Om te bepalen of de TGF-β, IL-4 en IL-13 pathways, die elk betrokken zijn bij fibrose, significant differentieel gereguleerd waren in de EMS huidbiopsie, werd een Gene Set Enrichment Analysis uitgevoerd met experimenteel gedefinieerde genensets.15 Alle gemeten genen werden gerangschikt op basis van hun correlatie met een geïdealiseerd onderscheid tussen het gezonde fenotype en het EMS fenotype (supplementaire Figs. S1A en S2A). Vervolgens vergeleken we de gerangschikte pathway genenlijsten met die van willekeurig geselecteerde genen (supplementaire Figs. S1B en S2B). Elke pathway kreeg een Enrichment Score (ES), die de statistische significantie van de differentiële expressie meet. Om te bepalen of er een significante associatie met het ziektefenotype bestaat, werd een p-waarde voor de ES berekend door permutatie van de array-labels en werd de ES opnieuw berekend (supplementaire Figuur S1C en S2C). Om de FDR te schatten vergeleken we de ES van de experimenteel bepaalde pathway met die gevonden met willekeurig geselecteerde gen-subsets van dezelfde grootte (supplementaire figuur S1D en S2D). Op die manier wordt nagegaan hoe groot de kans is dat we een ES vinden die vergelijkbaar is met de echte ES indien de pathway eigenlijk geen verband houdt met de ziekte. Zowel de TGF-β (ES 0,3729) als de IL-4 (ES 0,2428) pathways waren significant opgehoogd met p-waarden en FDR’s <0,001. De IL-13 pathway (ES 0,2370) was ook verhoogd, met een lage FDR (0,0032), maar hoge p-waarde (p-waarde = 0,125). Dit suggereert dat, hoewel de IL-13 pathway aanwijzingen voor up-regulatie vertoonde, deze mogelijk niet verantwoordelijk is voor het onderscheid tussen EMS huid en gezonde controle huid.

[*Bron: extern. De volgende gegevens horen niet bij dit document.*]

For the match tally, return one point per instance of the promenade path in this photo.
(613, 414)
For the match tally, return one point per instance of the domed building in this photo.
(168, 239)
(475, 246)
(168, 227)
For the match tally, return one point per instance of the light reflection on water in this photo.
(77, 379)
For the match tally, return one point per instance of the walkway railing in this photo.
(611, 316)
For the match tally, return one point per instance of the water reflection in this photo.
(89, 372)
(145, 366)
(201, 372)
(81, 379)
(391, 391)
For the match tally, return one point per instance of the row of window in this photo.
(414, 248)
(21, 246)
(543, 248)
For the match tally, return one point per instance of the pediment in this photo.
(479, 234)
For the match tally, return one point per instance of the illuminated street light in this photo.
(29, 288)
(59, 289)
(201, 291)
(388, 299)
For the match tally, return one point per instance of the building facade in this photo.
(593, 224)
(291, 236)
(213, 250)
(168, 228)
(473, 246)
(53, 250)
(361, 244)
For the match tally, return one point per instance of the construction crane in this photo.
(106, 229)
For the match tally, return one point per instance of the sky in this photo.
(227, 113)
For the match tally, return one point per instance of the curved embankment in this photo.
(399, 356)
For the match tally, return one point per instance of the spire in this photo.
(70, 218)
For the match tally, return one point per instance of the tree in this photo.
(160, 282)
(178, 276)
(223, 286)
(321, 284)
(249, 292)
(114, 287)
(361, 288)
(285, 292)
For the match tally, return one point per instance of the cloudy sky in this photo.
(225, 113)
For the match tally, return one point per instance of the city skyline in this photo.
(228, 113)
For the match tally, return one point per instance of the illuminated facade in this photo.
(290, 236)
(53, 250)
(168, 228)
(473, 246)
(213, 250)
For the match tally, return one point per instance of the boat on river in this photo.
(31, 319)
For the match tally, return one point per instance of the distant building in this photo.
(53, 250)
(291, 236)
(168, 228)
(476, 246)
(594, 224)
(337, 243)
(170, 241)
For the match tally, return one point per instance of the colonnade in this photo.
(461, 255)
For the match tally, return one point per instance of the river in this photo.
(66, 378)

Hoewel behandeling met prednison en mycofenolaat resulteerde in een bescheiden verbetering van proximale spierkracht en myalgie, samen met snelle oplossing van perifere bloed eosinofilie en matglasopacificaties gezien op CT-scans, gingen huidinduratie en neuropathie verder. Herhaalde NCS toonde verminderde of afwezige sensorische en motorische respons amplitudes, compatibel met een nieuwe lengte-afhankelijke axonale sensorimotorische polyneuropathie die de bovenste en onderste ledematen aantastte. Toevoeging van methotrexaat (20 mg per week gedurende 5 maanden) gevolgd door dagelijkse injecties met anakinra gedurende 3 maanden gaven geen verdere verbetering in myalgie, neuropathie, of huidinduratie.